At the unapologetically queer end of the spectrum, two shows stand out.
In Diffusion, Cazeleon takes his audience on a noirish ride through a vampy, fantasy-strewn kaleidoscope of projected imagery, drawn from the aspirations and nightmares of a Hollywood imagination.
He ultimately establishes a pared down reality based on his own terms.
“[Diffusion] hypnotised this reviewed from the very beginning,” wrote GLAM Adelaide.
“A polished and self-actualised mix of theatre and cabaret that truly brands Cazeleon as a star,” wrote FEST Mag.
Meanwhile, Cazeleon has a ‘gal pal’ in the seven foot, frizzy redhead Gingezilla in Glamonster vs. the World.
In it, Gingezilla bites off some seriously searing sexual politics. Her vain attempts to scale the heights of post-war womanly perfection, result in nothing but enfeeblement and humiliation—and good old fashioned bashing.
But liberation beckons as she transmogifies into a ’70s style glam rocker. Go girl.
“It blurs the lines of traditional gender roles and sexuality, the likes of which I haven’t seen before,” wrote Adelaide Now.
“You won’t want to miss watching Gingezilla own that stage,” wrote Weekend Notes.
The big production show favourites at Adelaide Fringe are the many reimagined contemporary circuses on offer. They have long incorporated acrobatics, modern dance, cabaret, and burlesque into their traditional arts.
They are now a world where all sorts of queer re-imaginings and allusions are always possible.
Rouge, a festival hit, is a gorgeous and sumptuous wonderment. One you don’t want to end.
Its male performers throw each other quiet, sexually charged flirts, while its women revel in the glories of fully liberated hula hoop dances or reach the heights of operatic achievement through masturbatory stimulation.
“A circus for adults in the way we’ve come to know, love, and slightly lust after,” wrote the Advertiser.
Driftwood is a more subtle offering, giving up its secrets over subtle seductions and a less familiar soundtrack.
The women take on the strong-person roles, while playing out intense personal relationships over the high trapeze. “Letting go” has never been so literal.
The men let us into some particularly tender and touching moments.
In the wake of the vote, the two men who devised this routine became legally married. You won’t doubt why.
“[Driftwood] has a strong conceptual idea that flows throughout the piece, that humans are human together,” wrote The Clothesline.
Once the main shows for the evening are over, and good people are in bed, the scandalous and boisterous After Hours Cabaret bursts into life. It calls on a floating potpourri of acts sourced from other shows.

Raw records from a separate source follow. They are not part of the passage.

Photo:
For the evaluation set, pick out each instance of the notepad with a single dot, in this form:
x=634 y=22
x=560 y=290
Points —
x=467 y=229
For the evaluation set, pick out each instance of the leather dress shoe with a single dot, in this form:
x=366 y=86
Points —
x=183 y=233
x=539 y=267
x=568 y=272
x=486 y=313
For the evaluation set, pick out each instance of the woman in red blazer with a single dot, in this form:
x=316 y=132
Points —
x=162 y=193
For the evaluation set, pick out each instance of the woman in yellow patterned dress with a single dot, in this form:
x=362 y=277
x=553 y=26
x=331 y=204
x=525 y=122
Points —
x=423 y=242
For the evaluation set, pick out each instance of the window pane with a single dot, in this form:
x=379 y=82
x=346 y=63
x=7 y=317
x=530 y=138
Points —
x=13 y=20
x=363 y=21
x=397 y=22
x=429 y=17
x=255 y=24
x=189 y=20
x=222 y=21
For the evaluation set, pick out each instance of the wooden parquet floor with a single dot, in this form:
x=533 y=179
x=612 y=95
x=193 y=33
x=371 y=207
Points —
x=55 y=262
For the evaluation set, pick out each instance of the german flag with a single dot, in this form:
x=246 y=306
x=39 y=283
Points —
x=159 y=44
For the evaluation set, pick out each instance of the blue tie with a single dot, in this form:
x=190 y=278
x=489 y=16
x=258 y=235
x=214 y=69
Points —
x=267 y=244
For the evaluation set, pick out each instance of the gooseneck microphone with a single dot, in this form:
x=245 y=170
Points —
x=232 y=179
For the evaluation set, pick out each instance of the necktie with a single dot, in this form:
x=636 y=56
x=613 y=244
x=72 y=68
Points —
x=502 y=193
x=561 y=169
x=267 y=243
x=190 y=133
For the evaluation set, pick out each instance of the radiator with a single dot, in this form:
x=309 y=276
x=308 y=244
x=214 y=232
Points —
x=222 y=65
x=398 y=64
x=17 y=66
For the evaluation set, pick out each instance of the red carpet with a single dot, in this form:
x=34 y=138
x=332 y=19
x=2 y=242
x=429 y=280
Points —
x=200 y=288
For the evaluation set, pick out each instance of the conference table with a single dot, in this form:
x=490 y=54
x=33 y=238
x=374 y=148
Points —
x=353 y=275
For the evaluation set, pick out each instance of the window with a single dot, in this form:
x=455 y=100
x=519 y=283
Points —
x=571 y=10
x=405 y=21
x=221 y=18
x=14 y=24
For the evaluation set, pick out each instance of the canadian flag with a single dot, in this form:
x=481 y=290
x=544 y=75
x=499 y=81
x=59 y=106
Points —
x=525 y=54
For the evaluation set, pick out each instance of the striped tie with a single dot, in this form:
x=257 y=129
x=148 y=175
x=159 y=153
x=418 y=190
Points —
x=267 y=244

Particularly memorable is Tara Boom, moonlighting from Rouge. She shows just how extreme a drag show can be. In advancing the genre as a woman, she is all the more subversive.
One could imagine her gay torch standard “This is My Life“ as a gay stag-night, staged for a musical version of Boys in the Band.
Tragedy has never been so simultaneously trashy, loveable, and divine.
“Enough sass, charm, and decadence to power a moonshine distillery,” wrote artsreview.com.au.
Damien Warren-Smith’s first post-NIDA theatrical review appeared in the Star Observer ten years ago. He has returned from London to introduce his nightmarish alter ego, in Garry Starr Performs Everything.
Starr has been dismissed from the Royal Shakespearean Company for the suitably topical offence of wilful and indecent exposure.
He now embarks on a vain-glorious attempt to resurrect his career by demonstrating his mastery of every known genre of acting.
Throughout an unblinking dash through ridiculousness and low farce, Starr retains his trademark Elizabethan neck ruffle; even in the face of some gloriously, silly nudity.
“Poking fun of the elites of theatre while simultaneously celebrating them is not an easy task but Garry pulls it off,” wrote the Upside News.
Chris and Mike, a pair of buffed boys who present the Naked Magicians, are also thankful to the Star Observer—the first media to run pictures of them at work.
There is not much more I can expand on beyond what is already so efficiently encapsulated in the title.
Sure, this show is a screaming hens night hit. But they do it without body-shaming and or Chippendale-esque preening. Their happy show leaves us less buffed souls feeling totally charmed and less than inadequate.
Enjoy it on a boys night out and normalise the space while you’re at it.